Qualcosa ne sarebbe pur venuto fuori. C’è sempre qualcosa di più, un po’ più in là… non finisce mai.”

“«Qual è la tua strada, amico?… la strada del santo, la strada del pazzo, la strada dell’arcobaleno, la strada dell’ imbecille, qualsiasi strada. È una strada in tutte le direzioni per tutti gli uomini in tutti i modi. Che direzione che uomo che modo?»”

“Io attaccai discorso con una splendida ragazza di campagna che portava una camicetta di cotone molto scollata e rivelava la sommità abbronzata del suo bel seno. Era ottusa. Parlò di serate in campagna passate a fare il popcorn sotto il portico. Un tempo ciò mi avrebbe rallegrato il cuore ma poiché il cuore di lei non se ne rallegrava mentre lo diceva, capii che in esso non c’era altro che l’idea di ciò che si dovrebbe fare. «E in quale altro modo si diverte?» Cercai di tirar nel discorso le amicizie maschili e il sesso. I suoi grandi occhi scuri mi scrutarono vacui e con una specie di dolore nel sangue che risaliva a generazioni addietro per non aver fatto ciò che urgeva venisse fatto… qualsiasi cosa fosse, e tutti sanno cosa sia. «Cos’è che esige dalla vita?» Volevo prenderla e spremere da lei la risposta. Non aveva la minima idea di quel che volesse. Farfugliò di impieghi, di film, di andare da sua nonna durante l’estate, del desiderio di recarsi a New York a vedere il Roxy, di che specie di completo avrebbe indossato: qualcosa di simile a quello che portava la Pasqua scorsa, cappellino bianco, rose, scarpine pure rosa, e un soprabito di gabardine color lavanda. «Cosa fa la domenica pomeriggio?» domandai. Stava seduta sotto il portico. I suoi amici passavano in bicicletta e si fermavano a chiacchierare. Leggeva giornaletti umoristici, si sdraiava nell’amaca. «Cosa fa in una calda notte d’estate?» Sedeva sotto il portico guardava le macchine sulla strada. Lei e sua madre facevano il popcorn. «Cosa fa suo padre in una notte d’estate?» Lavora, fa il turno di notte in una fabbrica di caldaie, ha passato la sua vita intera a mantenere una donna e i suoi rampolli e senza credito né adorazione. «Cosa fa suo fratello in una notte d’estate?» Va in giro in bicicletta e passeggia davanti al chiosco delle bibite. «Cos’è che egli muore dalla voglia di fare? Cos’è che tutti noi moriamo dalla voglia di fare? Cosa vogliamo?» Non lo sapeva. Sbadigliò. Aveva sonno. Era troppo. Nessuno poteva dirlo. Nessuno avrebbe potuto dirlo mai. Tutto era finito. Aveva diciott’anni ed era estremamente adorabile, e mancata.”
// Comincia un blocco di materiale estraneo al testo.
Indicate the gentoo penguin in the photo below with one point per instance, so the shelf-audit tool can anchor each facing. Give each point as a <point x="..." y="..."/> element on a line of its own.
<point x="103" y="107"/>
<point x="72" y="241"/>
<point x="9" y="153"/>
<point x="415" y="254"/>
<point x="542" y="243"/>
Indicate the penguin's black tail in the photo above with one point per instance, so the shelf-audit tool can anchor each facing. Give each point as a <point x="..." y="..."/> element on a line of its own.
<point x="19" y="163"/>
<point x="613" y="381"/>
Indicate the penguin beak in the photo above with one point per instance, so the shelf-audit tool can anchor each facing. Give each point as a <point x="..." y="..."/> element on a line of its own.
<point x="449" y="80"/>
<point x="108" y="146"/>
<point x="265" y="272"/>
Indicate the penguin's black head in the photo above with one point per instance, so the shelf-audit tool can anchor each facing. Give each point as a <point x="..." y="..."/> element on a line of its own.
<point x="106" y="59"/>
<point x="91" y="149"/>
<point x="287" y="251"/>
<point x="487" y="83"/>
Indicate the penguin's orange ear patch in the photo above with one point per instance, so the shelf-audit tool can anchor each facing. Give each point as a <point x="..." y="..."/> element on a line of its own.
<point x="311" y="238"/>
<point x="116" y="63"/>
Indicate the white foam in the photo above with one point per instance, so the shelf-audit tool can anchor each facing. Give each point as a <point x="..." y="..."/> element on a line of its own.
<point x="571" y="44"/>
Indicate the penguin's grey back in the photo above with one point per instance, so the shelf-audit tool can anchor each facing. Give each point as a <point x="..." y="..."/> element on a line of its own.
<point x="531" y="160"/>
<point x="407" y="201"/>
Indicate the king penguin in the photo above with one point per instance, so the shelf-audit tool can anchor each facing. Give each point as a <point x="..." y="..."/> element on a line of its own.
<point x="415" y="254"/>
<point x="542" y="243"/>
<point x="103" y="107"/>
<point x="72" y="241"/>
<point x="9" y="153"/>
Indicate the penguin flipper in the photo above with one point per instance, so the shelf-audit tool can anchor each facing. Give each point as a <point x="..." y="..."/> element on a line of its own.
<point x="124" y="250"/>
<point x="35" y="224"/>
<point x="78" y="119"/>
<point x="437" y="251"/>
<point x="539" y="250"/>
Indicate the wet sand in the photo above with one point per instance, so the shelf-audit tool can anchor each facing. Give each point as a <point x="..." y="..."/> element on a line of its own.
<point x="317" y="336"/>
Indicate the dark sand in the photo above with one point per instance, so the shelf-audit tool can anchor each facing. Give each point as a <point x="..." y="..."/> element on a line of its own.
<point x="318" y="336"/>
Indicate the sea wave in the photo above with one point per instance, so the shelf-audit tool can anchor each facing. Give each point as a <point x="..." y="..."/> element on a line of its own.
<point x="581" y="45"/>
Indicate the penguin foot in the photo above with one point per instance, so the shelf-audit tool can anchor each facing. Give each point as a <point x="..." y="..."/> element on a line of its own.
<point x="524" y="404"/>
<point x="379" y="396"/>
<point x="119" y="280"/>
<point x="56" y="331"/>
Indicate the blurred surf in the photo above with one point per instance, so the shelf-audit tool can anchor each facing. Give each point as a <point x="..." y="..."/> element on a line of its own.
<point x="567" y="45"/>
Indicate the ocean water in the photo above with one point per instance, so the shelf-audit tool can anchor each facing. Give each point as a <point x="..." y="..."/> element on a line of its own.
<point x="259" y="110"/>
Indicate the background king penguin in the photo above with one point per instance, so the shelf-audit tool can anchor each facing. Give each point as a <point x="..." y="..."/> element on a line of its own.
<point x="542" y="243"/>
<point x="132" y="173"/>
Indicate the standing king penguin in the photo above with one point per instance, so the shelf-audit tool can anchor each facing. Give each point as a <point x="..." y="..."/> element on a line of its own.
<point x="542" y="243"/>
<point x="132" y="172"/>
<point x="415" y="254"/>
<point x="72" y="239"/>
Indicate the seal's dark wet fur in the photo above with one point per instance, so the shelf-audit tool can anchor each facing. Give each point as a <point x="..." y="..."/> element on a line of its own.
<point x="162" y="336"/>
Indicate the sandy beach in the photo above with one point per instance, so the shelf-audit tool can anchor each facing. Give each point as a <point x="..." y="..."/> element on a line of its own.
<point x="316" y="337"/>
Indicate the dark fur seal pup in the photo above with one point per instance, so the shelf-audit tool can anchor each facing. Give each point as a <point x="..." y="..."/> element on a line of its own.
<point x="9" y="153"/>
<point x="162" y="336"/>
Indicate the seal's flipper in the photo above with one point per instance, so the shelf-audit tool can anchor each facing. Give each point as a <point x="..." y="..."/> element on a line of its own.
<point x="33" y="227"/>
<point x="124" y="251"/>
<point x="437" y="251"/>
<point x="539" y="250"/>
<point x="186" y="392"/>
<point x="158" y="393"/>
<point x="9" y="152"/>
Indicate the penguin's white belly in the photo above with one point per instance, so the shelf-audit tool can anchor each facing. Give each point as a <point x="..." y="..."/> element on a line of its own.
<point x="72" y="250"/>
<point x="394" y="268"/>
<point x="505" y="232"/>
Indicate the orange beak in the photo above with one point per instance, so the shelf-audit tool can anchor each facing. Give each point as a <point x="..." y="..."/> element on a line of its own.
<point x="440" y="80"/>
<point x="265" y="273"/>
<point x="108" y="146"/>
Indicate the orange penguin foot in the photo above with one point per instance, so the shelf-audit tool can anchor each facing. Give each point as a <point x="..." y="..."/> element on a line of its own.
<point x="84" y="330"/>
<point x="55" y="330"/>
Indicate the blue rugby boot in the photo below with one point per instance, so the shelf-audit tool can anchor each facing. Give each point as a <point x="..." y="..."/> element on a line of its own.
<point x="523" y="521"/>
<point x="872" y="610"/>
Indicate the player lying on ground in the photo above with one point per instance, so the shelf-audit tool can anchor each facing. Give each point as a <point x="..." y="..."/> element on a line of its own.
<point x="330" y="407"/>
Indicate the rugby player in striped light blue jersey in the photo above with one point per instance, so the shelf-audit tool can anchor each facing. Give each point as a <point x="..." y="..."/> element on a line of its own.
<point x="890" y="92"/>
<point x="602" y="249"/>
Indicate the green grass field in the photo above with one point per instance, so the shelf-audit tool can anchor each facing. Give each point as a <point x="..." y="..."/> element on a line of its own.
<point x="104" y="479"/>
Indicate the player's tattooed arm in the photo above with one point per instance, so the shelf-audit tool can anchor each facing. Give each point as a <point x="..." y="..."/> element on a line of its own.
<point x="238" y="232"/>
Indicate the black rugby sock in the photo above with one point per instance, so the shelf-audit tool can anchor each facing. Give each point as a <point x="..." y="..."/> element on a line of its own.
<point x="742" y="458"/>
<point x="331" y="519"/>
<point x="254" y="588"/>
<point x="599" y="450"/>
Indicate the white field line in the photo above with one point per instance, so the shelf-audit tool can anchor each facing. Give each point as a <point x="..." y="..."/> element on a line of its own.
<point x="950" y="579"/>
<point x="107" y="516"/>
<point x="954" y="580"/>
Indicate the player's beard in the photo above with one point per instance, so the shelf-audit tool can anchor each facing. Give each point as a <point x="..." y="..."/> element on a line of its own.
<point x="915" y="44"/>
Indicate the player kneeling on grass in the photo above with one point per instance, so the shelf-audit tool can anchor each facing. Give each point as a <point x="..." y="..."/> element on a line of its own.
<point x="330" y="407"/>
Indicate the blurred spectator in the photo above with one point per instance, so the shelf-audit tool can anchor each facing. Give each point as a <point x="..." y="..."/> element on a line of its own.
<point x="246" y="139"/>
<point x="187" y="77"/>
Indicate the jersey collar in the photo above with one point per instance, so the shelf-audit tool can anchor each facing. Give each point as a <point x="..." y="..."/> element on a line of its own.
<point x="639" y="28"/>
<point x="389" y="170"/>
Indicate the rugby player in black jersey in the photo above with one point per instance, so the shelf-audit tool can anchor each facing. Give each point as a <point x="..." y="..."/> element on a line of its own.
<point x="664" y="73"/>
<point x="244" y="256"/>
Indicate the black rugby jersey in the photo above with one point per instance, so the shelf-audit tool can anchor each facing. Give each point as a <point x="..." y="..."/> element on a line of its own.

“Dean tirò fuori altre fotografie. Mi resi conto che queste erano tutte le istantanee che i nostri bambini avrebbero guardato un giorno con stupore, convinti che i loro genitori avessero vissuto una vita liscia, ben ordinato, delimitata nella cornice di quelle fotografie e si fossero alzati al mattino per incamminarsi orgogliosi sui marciapiedi della vita, senza mai sognare la stracciata pazzia e la ribellione della nostra vita reale, della nostra notte reale, l’inferno di essa, l’insensata strada piena di incubi. Tutto questo dentro un vuoto senza principio e senza fine. Compassionevoli forme di ignoranza.”